Today, named after Dr. Sonja Haynes Stone, the Sonja Haynes Stone Center is a hub for Black Culture and History. Dr. Haynes Stone was an outspoken advocate for a free-standing cultural center for African American students, and the center honors her legacy today by promoting appreciation for African American culture as well as furthering academic understanding of African American diaspora culture. Other campus buildings previously named after Confederates, enslavers, and other White Supremacists are in the process of having their names changed. The Student Stores and Student Affairs buildings names were changed in 2020. The process to name Hamilton Hall after scholar, activist, attorney, and historian Pauli Murray is still underway. On campus today, there are a variety of fraternities/sororities, activist clubs, and social groups. The Black Student Movement has been an important part of student life since its founding in 1967. Black Ink is a student newspaper created as part of BSM in 1969 as an alternative to the Daily Tar Heel. Community Justice, Abolition, and Antiracism is a student-led coalition centered around anti-racism and abolition both on campus and the local community.

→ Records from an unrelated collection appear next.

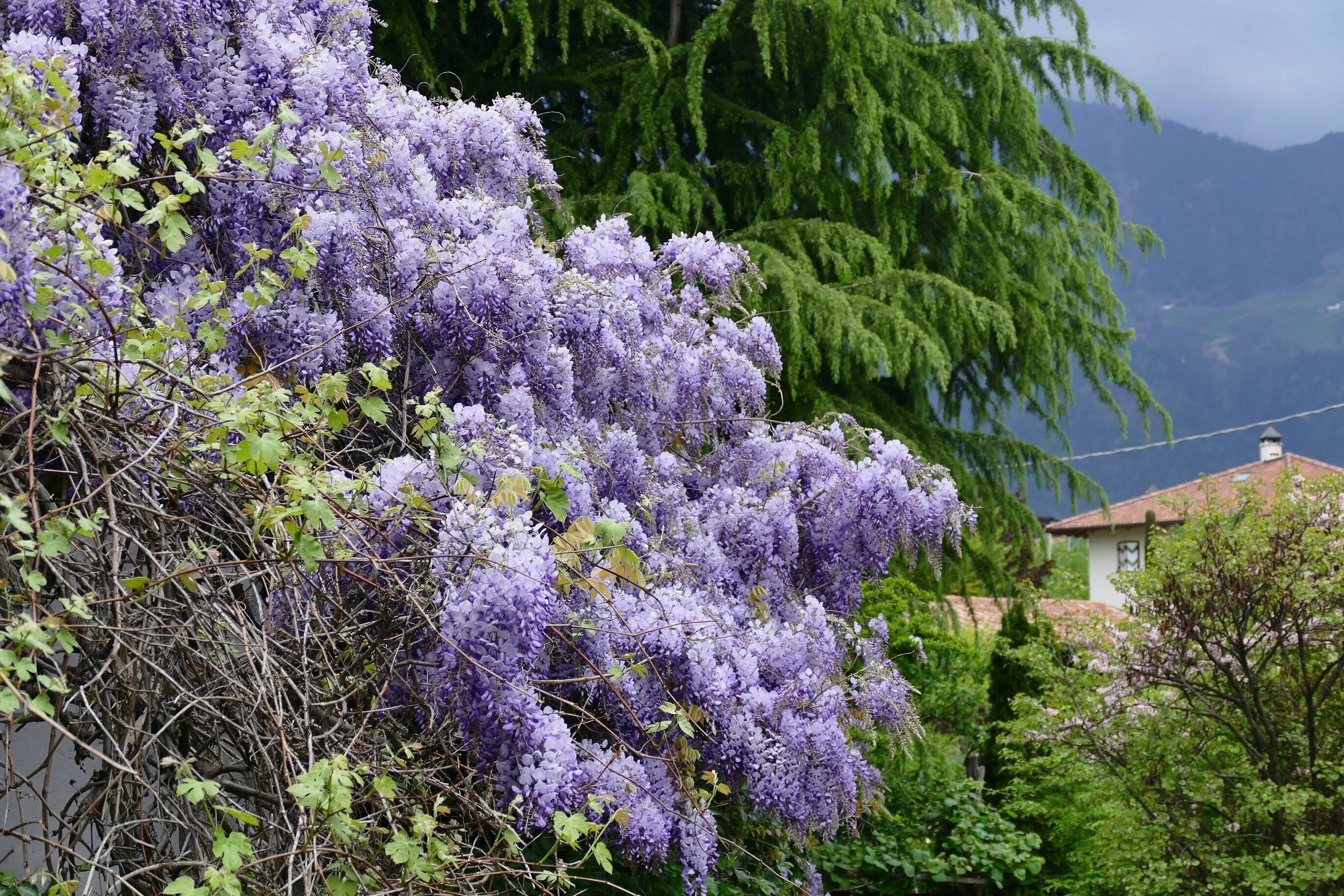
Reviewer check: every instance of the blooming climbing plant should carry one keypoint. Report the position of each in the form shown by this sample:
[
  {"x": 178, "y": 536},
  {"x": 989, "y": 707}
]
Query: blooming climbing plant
[{"x": 324, "y": 301}]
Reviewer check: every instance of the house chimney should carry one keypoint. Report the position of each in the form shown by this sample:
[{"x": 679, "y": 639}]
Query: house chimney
[{"x": 1272, "y": 445}]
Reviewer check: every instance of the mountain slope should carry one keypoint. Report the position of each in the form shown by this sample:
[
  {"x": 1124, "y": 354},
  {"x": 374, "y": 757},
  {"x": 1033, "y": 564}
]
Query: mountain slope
[{"x": 1244, "y": 319}]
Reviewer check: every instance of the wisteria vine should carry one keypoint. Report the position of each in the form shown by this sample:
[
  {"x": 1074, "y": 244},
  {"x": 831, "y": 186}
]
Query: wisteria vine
[{"x": 642, "y": 582}]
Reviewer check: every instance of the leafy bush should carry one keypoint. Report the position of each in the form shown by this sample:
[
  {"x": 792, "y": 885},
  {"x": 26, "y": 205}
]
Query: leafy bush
[
  {"x": 346, "y": 460},
  {"x": 1197, "y": 750}
]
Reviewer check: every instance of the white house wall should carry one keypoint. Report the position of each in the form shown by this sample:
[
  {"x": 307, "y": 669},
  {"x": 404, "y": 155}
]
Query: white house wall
[{"x": 1104, "y": 560}]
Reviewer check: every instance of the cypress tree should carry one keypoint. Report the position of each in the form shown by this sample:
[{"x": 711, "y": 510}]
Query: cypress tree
[{"x": 933, "y": 257}]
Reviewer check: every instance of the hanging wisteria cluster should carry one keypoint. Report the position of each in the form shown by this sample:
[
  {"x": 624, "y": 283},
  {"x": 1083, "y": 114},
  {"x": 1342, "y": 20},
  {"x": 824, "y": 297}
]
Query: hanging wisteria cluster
[{"x": 642, "y": 582}]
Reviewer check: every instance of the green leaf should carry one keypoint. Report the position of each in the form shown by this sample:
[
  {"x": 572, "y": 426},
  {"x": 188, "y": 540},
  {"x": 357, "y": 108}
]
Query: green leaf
[
  {"x": 196, "y": 790},
  {"x": 262, "y": 452},
  {"x": 557, "y": 500},
  {"x": 247, "y": 817},
  {"x": 185, "y": 887},
  {"x": 231, "y": 849},
  {"x": 404, "y": 848},
  {"x": 385, "y": 786},
  {"x": 374, "y": 407},
  {"x": 309, "y": 550},
  {"x": 603, "y": 855},
  {"x": 377, "y": 377},
  {"x": 342, "y": 886}
]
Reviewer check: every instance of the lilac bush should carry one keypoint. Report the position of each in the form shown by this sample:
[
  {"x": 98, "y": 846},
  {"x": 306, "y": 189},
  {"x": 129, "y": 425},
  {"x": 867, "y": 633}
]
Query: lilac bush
[{"x": 642, "y": 581}]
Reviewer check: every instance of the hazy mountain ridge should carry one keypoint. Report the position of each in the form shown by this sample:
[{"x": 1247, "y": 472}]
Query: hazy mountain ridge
[{"x": 1244, "y": 319}]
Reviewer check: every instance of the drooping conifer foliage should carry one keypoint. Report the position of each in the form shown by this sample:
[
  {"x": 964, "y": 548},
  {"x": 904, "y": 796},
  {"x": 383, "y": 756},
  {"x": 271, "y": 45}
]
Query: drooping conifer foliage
[
  {"x": 933, "y": 255},
  {"x": 339, "y": 457}
]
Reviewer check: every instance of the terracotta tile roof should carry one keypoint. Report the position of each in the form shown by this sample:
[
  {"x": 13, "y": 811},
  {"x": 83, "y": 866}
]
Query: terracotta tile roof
[
  {"x": 985, "y": 615},
  {"x": 1167, "y": 503}
]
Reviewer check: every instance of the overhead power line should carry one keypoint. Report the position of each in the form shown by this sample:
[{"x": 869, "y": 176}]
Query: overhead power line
[{"x": 1206, "y": 436}]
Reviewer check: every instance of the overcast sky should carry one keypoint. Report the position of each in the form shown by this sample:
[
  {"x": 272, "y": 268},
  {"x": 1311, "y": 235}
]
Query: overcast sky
[{"x": 1265, "y": 72}]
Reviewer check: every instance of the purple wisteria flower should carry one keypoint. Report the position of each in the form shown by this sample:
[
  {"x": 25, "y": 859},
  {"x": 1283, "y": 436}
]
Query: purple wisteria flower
[{"x": 686, "y": 612}]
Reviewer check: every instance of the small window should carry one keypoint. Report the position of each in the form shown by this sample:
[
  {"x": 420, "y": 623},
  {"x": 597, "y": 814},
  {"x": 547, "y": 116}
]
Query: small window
[{"x": 1128, "y": 557}]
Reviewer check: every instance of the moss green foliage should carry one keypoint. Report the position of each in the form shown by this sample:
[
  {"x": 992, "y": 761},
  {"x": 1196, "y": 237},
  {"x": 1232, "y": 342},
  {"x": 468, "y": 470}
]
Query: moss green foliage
[
  {"x": 1198, "y": 752},
  {"x": 933, "y": 255},
  {"x": 1067, "y": 578},
  {"x": 936, "y": 825}
]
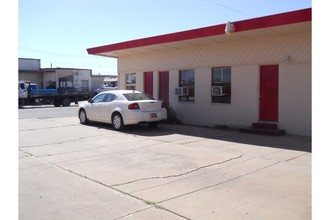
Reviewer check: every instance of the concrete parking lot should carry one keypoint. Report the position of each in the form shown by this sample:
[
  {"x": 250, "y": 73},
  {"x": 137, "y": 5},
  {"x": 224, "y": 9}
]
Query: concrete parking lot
[{"x": 72, "y": 171}]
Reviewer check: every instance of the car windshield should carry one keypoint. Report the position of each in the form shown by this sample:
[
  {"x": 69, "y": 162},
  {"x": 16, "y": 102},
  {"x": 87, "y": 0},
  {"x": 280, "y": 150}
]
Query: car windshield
[{"x": 138, "y": 96}]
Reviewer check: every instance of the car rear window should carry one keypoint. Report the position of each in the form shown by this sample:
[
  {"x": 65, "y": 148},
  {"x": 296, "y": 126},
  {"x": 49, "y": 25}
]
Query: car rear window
[{"x": 137, "y": 96}]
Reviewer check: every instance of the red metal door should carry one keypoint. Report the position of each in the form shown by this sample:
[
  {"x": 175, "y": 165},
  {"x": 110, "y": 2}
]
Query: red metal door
[
  {"x": 269, "y": 93},
  {"x": 149, "y": 83},
  {"x": 164, "y": 86}
]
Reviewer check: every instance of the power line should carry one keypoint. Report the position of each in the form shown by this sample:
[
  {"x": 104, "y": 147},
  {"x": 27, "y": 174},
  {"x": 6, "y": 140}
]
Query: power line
[{"x": 52, "y": 53}]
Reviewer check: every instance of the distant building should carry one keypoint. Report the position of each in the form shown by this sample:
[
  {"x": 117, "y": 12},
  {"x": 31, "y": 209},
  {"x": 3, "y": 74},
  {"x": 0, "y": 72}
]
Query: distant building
[{"x": 29, "y": 69}]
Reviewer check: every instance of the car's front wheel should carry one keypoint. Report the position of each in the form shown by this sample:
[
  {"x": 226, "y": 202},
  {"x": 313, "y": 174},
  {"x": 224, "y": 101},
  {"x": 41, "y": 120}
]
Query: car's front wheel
[
  {"x": 83, "y": 117},
  {"x": 117, "y": 121}
]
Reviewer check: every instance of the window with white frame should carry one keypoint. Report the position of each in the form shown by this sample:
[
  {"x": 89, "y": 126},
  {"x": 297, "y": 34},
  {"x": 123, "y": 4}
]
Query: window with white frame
[
  {"x": 131, "y": 81},
  {"x": 187, "y": 85},
  {"x": 85, "y": 84},
  {"x": 221, "y": 85}
]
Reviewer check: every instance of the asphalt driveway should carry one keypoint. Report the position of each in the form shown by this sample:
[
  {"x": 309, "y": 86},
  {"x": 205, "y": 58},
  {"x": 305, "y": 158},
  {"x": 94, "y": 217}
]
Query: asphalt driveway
[{"x": 72, "y": 171}]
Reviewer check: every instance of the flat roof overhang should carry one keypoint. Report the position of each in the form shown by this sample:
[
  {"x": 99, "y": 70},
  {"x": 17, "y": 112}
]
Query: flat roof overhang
[{"x": 268, "y": 26}]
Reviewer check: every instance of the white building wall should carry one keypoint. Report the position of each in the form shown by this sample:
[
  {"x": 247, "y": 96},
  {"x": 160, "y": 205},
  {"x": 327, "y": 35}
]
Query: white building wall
[
  {"x": 28, "y": 64},
  {"x": 292, "y": 53}
]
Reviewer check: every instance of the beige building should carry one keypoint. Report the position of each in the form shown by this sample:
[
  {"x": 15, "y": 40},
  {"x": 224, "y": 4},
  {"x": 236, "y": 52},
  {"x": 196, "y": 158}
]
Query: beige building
[
  {"x": 29, "y": 70},
  {"x": 232, "y": 74}
]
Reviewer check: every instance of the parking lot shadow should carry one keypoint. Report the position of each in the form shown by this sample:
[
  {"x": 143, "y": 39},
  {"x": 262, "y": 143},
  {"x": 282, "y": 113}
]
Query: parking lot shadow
[{"x": 290, "y": 142}]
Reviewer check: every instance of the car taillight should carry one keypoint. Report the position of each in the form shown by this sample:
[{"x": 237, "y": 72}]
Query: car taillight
[{"x": 134, "y": 106}]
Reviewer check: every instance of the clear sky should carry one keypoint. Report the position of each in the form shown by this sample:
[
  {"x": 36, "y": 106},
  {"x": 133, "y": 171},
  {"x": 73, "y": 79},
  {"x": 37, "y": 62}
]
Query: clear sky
[{"x": 58, "y": 32}]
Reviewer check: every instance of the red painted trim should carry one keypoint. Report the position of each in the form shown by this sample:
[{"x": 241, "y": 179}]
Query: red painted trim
[{"x": 245, "y": 25}]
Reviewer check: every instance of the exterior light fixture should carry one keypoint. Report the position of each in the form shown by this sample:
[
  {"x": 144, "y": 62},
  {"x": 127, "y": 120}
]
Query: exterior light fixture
[{"x": 229, "y": 28}]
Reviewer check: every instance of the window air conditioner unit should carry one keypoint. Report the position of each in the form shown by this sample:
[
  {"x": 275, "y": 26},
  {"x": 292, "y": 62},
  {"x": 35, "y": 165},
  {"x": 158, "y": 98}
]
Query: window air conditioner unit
[
  {"x": 181, "y": 91},
  {"x": 218, "y": 90}
]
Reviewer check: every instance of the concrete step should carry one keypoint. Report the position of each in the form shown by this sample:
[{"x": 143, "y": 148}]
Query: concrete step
[{"x": 263, "y": 128}]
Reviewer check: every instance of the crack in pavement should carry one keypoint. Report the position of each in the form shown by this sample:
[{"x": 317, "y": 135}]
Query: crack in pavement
[
  {"x": 63, "y": 142},
  {"x": 176, "y": 175},
  {"x": 207, "y": 187},
  {"x": 149, "y": 203}
]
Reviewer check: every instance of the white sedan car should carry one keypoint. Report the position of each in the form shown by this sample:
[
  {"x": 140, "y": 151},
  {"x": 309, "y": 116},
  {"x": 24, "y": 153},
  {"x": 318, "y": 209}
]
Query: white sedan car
[{"x": 122, "y": 107}]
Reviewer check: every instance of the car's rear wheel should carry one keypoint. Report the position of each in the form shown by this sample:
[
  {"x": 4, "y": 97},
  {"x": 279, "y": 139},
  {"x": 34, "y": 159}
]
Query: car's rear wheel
[
  {"x": 117, "y": 121},
  {"x": 66, "y": 101},
  {"x": 153, "y": 124},
  {"x": 83, "y": 117}
]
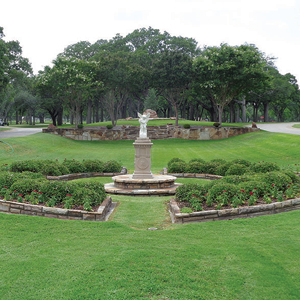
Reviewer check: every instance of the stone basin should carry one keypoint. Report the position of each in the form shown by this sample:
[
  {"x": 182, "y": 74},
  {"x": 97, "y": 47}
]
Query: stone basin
[{"x": 158, "y": 185}]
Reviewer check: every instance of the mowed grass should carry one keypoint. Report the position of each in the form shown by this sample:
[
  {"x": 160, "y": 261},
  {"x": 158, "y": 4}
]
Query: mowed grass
[
  {"x": 257, "y": 146},
  {"x": 240, "y": 259},
  {"x": 254, "y": 258}
]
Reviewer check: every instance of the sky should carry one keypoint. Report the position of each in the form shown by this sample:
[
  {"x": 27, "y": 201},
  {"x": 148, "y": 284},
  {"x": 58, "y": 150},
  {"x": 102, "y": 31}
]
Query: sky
[{"x": 45, "y": 28}]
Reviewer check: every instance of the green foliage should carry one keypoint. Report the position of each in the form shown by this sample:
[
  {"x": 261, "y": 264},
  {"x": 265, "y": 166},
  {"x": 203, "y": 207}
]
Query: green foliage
[
  {"x": 236, "y": 169},
  {"x": 198, "y": 160},
  {"x": 279, "y": 179},
  {"x": 186, "y": 210},
  {"x": 74, "y": 166},
  {"x": 93, "y": 165},
  {"x": 264, "y": 167},
  {"x": 175, "y": 159},
  {"x": 177, "y": 167},
  {"x": 112, "y": 166},
  {"x": 243, "y": 162},
  {"x": 195, "y": 167},
  {"x": 221, "y": 192}
]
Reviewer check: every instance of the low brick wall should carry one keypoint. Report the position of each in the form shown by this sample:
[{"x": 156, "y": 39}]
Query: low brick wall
[
  {"x": 69, "y": 177},
  {"x": 58, "y": 213},
  {"x": 230, "y": 214},
  {"x": 101, "y": 133}
]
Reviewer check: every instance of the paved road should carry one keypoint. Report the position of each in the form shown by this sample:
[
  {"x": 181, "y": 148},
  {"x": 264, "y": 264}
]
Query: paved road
[
  {"x": 279, "y": 127},
  {"x": 18, "y": 132}
]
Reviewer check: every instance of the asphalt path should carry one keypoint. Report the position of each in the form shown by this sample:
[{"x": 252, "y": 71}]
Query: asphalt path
[
  {"x": 279, "y": 127},
  {"x": 18, "y": 132}
]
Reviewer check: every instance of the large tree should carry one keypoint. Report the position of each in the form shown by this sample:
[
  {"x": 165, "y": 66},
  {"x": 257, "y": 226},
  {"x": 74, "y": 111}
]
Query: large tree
[
  {"x": 228, "y": 71},
  {"x": 171, "y": 76}
]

Carolina Kickoff acknowledges how UNC has benefited and continues to benefit from settler colonialism. The land we stand on was stolen, and its legacy is rooted in the dispossession of the people who originally inhabited it. Much of the wealth accumulated by UNC systems is a direct result of the forced removal of indigenous peoples and the commodification of land for private gain. UNC must address these harms and theft by providing funding to research the history of the people from whom this land was taken, contributing reparations to the Native peoples of NC, and working to reckon with its history and present as a colonial and racist institution.
We recognize that the land we stand on today was traditionally part of the territories under the stewardship of the Occaneechi, Shakori, Eno, and Sissipahaw peoples. Native Americans are not relics of the past, and as such, we honor their living legacies. We ask that you do the same by listening and learning from them, standing in solidarity with them, and living in a way that honors their past and present stewardship, love, and respect for the land.
Carolina Kickoff’s main event, CKamp, takes place at Camp New Hope, Chapel Hill. We would like to acknowledge that Camp New Home is on the lands of the Saponi, Occaneechi, Cheraw, Eno, Shakori, Catawba, and Lumbee peoples. The descendents of these peoples are the Occaneechi Band of the Saponi Nation Indian Tribe and the Lumbee Tribe of North Carolina – though, these are only the specific groups recognized by the state of North Carolina. We recognize the importance of acknowledging the history and ongoing impact of colonization and strive to engage in meaningful relationships with Indigenous communities. We would like you to do the same by honoring their stewardship of the lands we exist on, standing in solidarity with Indigenous rights movements, and reckoning with your position within a colonial system.